Gary Bird
About Gary Bird
Gary Bird Executive Vice President – Quality and Regulatory Affairs
Gary Bird holds the executive role of Vice President of Quality and Regulatory Affairs. In this capacity, he leverages over 30 years of experience in the pharmaceutical and biotechnology sectors. His responsibilities include overseeing regulatory compliance and quality system analysis, ensuring adherence to FDA standards, leading teams, and managing vendor relations. Bird's extensive background equips him with the expertise to maintain stringent quality controls and regulatory frameworks within the industry.
Gary Bird Education and Expertise
Gary Bird earned his Ph.D. in Entomology and Biochemistry from Mississippi State University. Across his career, he has developed a profound expertise in regulatory affairs, quality system analysis, FDA compliance, team leadership, and vendor relations. His academic and professional background positions him as an authority in the field, particularly regarding biopharmaceutical products' manufacturing practices and regulatory frameworks.
Gary Bird Background in Pharmaceutical and Biotechnology Industries
With over three decades in the pharmaceutical and biotechnology industries, Gary Bird has held notable leadership positions at key organizations such as the FDA (in both CDER and CBER divisions), Eli Lilly and Company, GTx Incorporated, and Geno Rx. He has also founded and led consulting firms PharmaConsult US and PharmaConsult Global, Ltd. His broad experience encompasses various constraints of the industry, particularly in regulatory and quality affairs.

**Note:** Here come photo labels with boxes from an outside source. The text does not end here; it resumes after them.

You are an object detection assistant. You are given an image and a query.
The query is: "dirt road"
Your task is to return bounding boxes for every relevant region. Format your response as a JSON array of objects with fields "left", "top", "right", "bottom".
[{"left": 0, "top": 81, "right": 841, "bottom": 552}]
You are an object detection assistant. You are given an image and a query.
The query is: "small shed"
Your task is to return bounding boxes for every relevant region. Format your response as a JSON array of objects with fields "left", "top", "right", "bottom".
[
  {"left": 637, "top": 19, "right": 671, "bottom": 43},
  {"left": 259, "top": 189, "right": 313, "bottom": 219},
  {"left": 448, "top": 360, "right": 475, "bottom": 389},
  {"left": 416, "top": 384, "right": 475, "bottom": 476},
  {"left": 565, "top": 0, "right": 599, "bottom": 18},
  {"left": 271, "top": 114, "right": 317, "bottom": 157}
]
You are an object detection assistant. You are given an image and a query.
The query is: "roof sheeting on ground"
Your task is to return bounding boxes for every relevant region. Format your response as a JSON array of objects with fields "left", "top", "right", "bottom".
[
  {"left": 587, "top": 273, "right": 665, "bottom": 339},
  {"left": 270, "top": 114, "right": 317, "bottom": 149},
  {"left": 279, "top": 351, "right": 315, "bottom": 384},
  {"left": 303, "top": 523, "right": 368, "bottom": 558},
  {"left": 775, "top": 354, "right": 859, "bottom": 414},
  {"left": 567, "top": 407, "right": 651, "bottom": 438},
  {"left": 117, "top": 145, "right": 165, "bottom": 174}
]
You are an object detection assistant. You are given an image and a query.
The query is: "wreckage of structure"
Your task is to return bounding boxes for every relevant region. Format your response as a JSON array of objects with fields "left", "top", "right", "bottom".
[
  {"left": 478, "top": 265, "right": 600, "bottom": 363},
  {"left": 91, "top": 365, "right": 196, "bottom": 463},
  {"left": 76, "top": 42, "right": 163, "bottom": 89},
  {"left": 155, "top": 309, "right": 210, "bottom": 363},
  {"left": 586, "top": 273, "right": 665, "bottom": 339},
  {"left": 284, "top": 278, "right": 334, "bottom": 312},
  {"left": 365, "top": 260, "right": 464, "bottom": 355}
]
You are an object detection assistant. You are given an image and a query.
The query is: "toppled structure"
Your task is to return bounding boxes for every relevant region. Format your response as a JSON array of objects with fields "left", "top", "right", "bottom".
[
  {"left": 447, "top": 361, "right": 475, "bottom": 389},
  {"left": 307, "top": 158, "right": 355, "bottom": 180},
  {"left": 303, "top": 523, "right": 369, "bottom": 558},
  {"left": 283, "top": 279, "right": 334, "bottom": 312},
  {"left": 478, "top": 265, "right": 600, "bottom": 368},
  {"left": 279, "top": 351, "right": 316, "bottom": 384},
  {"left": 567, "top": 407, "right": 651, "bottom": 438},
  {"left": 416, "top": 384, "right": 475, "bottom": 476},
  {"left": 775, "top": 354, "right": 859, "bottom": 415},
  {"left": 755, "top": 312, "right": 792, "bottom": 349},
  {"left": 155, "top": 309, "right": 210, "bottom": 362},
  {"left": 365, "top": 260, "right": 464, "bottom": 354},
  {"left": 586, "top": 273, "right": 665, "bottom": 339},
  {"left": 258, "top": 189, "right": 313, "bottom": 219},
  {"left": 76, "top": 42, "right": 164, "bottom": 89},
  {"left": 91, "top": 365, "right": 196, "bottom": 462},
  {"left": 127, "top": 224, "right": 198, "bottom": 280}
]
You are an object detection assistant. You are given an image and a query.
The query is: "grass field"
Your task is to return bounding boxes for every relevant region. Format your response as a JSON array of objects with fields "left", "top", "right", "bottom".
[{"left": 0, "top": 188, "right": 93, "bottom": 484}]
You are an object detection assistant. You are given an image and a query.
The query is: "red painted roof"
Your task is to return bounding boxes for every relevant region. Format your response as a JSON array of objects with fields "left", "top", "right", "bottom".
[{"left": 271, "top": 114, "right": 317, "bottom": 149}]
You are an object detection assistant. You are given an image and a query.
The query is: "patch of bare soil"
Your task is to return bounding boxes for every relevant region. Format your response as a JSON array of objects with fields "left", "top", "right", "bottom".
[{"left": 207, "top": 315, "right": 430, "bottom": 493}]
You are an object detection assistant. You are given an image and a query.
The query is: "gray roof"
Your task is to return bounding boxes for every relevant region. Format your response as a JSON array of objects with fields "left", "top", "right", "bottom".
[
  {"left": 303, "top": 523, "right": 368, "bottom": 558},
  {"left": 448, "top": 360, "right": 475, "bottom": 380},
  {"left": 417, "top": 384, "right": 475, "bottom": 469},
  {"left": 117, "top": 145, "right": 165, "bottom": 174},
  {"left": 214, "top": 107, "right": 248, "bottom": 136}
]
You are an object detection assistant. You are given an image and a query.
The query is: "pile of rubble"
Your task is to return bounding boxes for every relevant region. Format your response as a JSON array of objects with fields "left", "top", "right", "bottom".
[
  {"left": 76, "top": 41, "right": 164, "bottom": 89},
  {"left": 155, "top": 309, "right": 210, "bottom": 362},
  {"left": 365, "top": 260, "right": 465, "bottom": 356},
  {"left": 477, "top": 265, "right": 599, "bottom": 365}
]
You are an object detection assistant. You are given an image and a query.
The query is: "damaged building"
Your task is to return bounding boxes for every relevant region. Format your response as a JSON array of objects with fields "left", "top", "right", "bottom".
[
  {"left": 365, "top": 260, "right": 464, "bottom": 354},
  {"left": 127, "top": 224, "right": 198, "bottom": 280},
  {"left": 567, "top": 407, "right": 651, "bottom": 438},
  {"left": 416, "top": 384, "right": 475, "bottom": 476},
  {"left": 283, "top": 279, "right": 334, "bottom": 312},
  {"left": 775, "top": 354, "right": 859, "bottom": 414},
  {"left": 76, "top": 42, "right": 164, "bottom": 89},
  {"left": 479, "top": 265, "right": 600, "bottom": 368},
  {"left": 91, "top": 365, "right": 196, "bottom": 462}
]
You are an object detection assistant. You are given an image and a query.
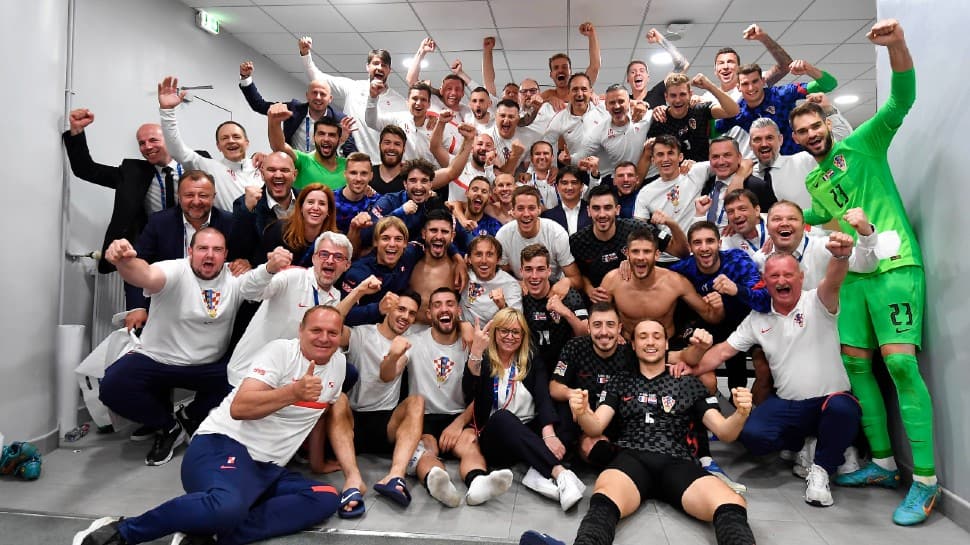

Gary Bird ICH Activities and Negotiations
Gary Bird has played a significant role in the International Conference on Harmonization (ICH) negotiations. He has represented both the FDA and the industry in discussions concerning five different Quality topic areas. This involvement highlights his deep understanding of harmonizing international regulatory standards and practices, crucial for ensuring quality across global pharmaceutical products.
Gary Bird Lectures and Training Courses
Gary Bird has authored and delivered numerous lectures and training courses focused on various aspects of biopharmaceutical manufacturing practices. Some key topics he has covered include best manufacturing practices for biopharmaceutical products, an introduction to Good Manufacturing Practices (GMPs), biosafety, and stability issues of biopharmaceutical products. His educational contributions help foster a deeper understanding and adherence to regulatory and quality standards within the field.